Je me suis appuyée contre le mur, luttant pour respirer. Pendant douze ans, ma fille a vécu dans une cage de fer sans pouvoir en sortir.
Quand María Luisa est revenue, il y avait un homme grand en costume dans le salon. Il m’a regardée froidement. « Qui êtes-vous ? »
« Je suis la mère de María Luisa. »
Il a hoché la tête. « Je sais. Je vais m’occuper du contrat de votre fille. »
Elle était tendue. Son nom est Kang Jun.
Quand María Luisa est arrivée, son expression a changé. Elle s’est placée entre nous comme pour me protéger. L’air était lourd. L’homme a mentionné le contrat avant de partir, et juste avant de franchir la porte, il a dit : « Deux ans de plus. »
Cette nuit-là, nous avons dormi ensemble. Ma question faible : « Tu n’es pas fatiguée de cette vie ? »
« Je suis fatiguée, Maman. Mais je ne voulais pas te laisser dans le besoin. »
J’ai pris sa main et je suis rentrée chez moi. « Je n’ai pas besoin de l’argent, j’ai besoin de toi. »
Elle est restée silencieuse un long moment avant de répondre. « Mais j’ai peur. »
Le lendemain, elle m’a emmenée dans une petite maison en bois dans un quartier calme en périphérie de la ville. « Après la fin du contrat, c’est là que je voulais recommencer. »
Je lui ai dit : « N’attends pas deux ans. Je vais rester ici avec toi. »
Dans les jours qui ont suivi, elle a commencé à préparer le terrain. La maison a été vendue, les biens liquidés, chaque paiement reçu. L’homme appelait pour la rappeler à l’ordre, raccourcissant même parfois les délais. Il y avait beaucoup de pression, mais elle n’hésitait plus.
Le jour était arrivé. María Luisa était habillée simplement, sans maquillage ; elle était juste elle-même. Nous sommes allées ensemble au bureau de l’homme. Elle lui a remis tout l’argent qu’elle avait économisé, y compris le produit de la vente de ma maison en province.
L’homme l’a regardée, puis a dit : « C’est fini. »
En sortant du bâtiment, le soleil brillait fort.
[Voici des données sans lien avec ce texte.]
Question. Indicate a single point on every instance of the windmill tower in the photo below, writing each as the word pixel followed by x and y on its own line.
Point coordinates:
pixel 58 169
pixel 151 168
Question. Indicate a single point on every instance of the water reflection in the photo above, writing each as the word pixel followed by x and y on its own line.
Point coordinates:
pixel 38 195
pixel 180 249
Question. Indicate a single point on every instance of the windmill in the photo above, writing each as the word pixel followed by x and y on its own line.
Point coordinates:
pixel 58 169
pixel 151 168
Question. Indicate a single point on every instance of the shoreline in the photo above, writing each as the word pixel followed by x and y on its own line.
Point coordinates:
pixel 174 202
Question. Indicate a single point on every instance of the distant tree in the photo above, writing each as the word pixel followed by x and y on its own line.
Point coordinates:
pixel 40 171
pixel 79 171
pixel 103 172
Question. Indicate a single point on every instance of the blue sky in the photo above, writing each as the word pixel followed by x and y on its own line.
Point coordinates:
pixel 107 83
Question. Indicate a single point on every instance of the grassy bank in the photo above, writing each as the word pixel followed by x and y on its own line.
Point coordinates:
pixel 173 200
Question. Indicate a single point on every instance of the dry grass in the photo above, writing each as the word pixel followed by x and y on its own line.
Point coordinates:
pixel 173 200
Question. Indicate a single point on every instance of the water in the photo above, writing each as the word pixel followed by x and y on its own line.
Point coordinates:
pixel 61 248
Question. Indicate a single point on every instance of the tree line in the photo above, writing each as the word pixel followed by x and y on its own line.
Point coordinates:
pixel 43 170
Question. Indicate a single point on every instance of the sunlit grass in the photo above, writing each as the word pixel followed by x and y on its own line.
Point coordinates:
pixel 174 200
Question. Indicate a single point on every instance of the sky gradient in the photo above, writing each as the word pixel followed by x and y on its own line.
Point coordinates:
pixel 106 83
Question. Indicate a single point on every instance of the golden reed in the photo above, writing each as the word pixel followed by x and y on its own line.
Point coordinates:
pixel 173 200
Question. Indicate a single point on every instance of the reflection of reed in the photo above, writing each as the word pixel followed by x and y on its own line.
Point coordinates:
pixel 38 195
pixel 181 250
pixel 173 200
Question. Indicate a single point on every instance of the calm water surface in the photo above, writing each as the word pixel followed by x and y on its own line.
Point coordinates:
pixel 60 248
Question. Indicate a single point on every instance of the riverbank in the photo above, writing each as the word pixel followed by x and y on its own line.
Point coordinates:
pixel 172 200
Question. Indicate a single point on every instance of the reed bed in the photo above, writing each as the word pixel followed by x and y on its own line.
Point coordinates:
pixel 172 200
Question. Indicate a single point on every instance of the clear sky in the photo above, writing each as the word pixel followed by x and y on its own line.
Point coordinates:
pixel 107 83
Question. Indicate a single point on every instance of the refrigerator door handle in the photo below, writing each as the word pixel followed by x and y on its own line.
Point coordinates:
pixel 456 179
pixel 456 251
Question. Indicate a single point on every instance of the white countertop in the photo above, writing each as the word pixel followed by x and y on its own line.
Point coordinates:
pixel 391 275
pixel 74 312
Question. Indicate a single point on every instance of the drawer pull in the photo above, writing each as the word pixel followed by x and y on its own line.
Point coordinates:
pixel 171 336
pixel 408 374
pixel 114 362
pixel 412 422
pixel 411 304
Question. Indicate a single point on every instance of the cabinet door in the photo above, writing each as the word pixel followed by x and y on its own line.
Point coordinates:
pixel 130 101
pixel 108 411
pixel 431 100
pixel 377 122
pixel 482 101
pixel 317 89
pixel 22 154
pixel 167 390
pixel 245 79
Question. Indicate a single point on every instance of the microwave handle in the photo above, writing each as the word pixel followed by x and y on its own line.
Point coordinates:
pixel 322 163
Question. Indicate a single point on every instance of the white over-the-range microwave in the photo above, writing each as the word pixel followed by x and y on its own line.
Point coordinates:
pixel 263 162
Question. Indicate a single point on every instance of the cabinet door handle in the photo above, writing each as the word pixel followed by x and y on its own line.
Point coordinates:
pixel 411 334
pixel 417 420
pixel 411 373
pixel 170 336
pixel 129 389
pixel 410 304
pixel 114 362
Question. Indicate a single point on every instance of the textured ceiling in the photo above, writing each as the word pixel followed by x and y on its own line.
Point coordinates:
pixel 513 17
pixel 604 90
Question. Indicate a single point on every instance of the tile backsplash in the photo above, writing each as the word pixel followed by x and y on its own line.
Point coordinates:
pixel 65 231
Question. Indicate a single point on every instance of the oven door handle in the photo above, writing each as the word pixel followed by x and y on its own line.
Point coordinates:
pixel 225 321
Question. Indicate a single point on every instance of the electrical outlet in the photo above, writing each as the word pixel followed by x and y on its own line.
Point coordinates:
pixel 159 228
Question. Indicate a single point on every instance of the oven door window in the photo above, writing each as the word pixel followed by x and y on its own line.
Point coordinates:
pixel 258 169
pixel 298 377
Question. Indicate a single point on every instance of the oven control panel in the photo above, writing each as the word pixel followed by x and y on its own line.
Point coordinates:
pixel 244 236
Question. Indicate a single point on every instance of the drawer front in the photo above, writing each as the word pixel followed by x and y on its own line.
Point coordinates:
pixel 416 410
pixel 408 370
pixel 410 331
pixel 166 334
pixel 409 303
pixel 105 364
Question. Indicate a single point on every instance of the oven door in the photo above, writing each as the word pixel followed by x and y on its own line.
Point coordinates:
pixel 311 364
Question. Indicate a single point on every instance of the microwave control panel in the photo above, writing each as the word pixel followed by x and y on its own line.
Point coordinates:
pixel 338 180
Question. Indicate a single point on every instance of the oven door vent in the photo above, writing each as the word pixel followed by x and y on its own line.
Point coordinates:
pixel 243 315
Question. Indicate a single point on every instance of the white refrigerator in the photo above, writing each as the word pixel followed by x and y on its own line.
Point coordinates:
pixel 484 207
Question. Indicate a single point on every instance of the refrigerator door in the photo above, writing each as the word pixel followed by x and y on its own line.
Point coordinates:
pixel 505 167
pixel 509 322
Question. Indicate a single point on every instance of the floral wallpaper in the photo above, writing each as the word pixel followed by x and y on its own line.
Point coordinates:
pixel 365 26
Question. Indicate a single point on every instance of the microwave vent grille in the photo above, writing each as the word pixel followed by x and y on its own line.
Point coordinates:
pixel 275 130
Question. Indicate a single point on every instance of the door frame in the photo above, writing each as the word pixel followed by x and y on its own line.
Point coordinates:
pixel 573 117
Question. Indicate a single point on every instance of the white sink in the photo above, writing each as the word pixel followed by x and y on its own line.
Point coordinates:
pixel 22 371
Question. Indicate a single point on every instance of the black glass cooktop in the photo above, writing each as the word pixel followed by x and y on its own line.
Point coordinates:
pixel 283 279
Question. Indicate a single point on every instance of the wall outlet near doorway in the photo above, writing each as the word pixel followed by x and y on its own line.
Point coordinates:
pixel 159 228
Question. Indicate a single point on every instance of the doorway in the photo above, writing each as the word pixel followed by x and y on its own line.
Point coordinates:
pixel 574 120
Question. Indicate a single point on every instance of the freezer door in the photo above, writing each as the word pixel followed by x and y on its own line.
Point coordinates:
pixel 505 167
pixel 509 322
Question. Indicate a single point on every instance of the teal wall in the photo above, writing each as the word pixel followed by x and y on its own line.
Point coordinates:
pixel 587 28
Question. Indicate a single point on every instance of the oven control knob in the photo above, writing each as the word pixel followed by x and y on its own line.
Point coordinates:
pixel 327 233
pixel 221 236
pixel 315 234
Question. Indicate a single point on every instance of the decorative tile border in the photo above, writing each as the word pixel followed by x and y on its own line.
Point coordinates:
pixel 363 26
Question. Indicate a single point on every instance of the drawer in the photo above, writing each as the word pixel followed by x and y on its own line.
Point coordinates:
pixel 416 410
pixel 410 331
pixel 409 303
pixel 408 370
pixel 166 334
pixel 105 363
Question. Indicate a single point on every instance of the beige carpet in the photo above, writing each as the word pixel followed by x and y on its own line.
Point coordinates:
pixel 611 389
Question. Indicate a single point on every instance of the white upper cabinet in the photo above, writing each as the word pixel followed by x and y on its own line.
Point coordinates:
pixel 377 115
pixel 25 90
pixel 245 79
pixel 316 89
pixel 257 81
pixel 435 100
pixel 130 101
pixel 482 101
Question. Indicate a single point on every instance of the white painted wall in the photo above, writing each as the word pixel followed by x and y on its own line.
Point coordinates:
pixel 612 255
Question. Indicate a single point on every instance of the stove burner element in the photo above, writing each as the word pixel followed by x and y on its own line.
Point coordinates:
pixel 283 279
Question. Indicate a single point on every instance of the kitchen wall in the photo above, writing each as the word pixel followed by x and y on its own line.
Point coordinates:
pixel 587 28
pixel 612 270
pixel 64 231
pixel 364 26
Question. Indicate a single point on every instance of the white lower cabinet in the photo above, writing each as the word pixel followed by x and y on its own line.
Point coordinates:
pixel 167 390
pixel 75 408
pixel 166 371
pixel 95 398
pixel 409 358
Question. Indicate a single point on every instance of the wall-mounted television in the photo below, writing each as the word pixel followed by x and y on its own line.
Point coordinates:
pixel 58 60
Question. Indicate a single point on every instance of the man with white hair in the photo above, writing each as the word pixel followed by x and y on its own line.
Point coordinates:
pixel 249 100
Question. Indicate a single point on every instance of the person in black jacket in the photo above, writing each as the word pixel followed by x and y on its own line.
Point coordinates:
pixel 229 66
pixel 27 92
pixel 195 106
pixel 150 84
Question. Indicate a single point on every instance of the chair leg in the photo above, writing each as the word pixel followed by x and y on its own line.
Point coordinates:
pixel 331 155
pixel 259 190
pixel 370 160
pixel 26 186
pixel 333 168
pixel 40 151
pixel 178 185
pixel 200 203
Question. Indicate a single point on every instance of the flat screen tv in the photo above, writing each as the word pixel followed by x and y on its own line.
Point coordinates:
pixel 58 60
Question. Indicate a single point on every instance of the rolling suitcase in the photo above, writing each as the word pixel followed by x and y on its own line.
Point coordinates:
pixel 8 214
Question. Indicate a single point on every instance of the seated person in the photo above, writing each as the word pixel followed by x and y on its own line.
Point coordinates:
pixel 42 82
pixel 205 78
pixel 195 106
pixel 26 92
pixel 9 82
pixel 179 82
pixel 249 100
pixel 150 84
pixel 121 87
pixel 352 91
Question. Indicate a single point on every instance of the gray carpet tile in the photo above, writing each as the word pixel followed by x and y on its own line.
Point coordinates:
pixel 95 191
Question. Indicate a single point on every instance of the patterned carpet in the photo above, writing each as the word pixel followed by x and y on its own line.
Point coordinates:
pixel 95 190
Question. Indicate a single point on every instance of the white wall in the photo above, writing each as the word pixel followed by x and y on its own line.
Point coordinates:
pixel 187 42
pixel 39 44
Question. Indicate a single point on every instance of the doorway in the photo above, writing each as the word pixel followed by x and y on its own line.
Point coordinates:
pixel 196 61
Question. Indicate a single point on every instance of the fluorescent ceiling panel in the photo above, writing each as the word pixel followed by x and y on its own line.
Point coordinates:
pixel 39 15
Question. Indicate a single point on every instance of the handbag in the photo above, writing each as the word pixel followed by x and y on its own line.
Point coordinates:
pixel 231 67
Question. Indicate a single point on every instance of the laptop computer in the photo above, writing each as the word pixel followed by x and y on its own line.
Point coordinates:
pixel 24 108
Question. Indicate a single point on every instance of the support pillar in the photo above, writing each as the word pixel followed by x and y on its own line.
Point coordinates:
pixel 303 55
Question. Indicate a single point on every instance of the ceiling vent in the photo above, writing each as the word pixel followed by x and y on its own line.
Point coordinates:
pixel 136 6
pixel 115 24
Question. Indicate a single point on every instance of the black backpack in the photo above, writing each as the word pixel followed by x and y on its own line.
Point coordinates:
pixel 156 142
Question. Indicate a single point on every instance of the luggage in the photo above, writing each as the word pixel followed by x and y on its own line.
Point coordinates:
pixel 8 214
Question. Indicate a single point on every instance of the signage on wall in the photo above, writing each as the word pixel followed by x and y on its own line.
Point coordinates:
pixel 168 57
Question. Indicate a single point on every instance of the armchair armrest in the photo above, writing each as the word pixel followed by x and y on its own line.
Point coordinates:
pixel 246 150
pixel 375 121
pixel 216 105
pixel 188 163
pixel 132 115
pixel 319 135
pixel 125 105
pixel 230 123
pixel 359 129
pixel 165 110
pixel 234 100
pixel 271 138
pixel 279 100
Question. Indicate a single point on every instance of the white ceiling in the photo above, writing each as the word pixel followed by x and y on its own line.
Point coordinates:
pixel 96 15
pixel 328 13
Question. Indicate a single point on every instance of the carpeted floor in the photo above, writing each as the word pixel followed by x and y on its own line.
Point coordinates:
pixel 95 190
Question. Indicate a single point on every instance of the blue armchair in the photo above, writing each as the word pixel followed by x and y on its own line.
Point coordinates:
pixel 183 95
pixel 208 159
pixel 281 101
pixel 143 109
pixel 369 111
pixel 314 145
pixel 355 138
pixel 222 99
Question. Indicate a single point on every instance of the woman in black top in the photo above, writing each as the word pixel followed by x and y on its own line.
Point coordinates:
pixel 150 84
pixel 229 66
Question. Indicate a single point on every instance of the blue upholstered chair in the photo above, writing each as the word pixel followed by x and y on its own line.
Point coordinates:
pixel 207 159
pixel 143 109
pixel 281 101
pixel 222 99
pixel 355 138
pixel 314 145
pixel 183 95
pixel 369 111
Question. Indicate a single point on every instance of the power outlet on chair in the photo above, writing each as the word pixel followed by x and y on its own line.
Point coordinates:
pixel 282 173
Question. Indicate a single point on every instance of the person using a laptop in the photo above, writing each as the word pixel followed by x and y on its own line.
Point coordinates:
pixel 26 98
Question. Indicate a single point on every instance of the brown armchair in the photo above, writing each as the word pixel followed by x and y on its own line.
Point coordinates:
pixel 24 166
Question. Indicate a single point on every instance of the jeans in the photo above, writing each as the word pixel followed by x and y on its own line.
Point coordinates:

María Luisa s’est arrêtée dans les escaliers, a pris une profonde inspiration et a fermé les yeux un instant. Elle m’a regardée et a dit : « C’est fini pour moi. »
Nous sommes retournées aux Philippines. Pas de bruit, pas de grandes fêtes. Deux personnes, deux valises, quittant l’aéroport.
María Luisa a ouvert un petit restaurant dans un coin de rue. Rien de fancy, juste des plats simples. Le premier client était un chauffeur de tricycle. Il a aimé la nourriture.
C’étaient seulement deux mots, mais les yeux de ma fille se sont illuminés.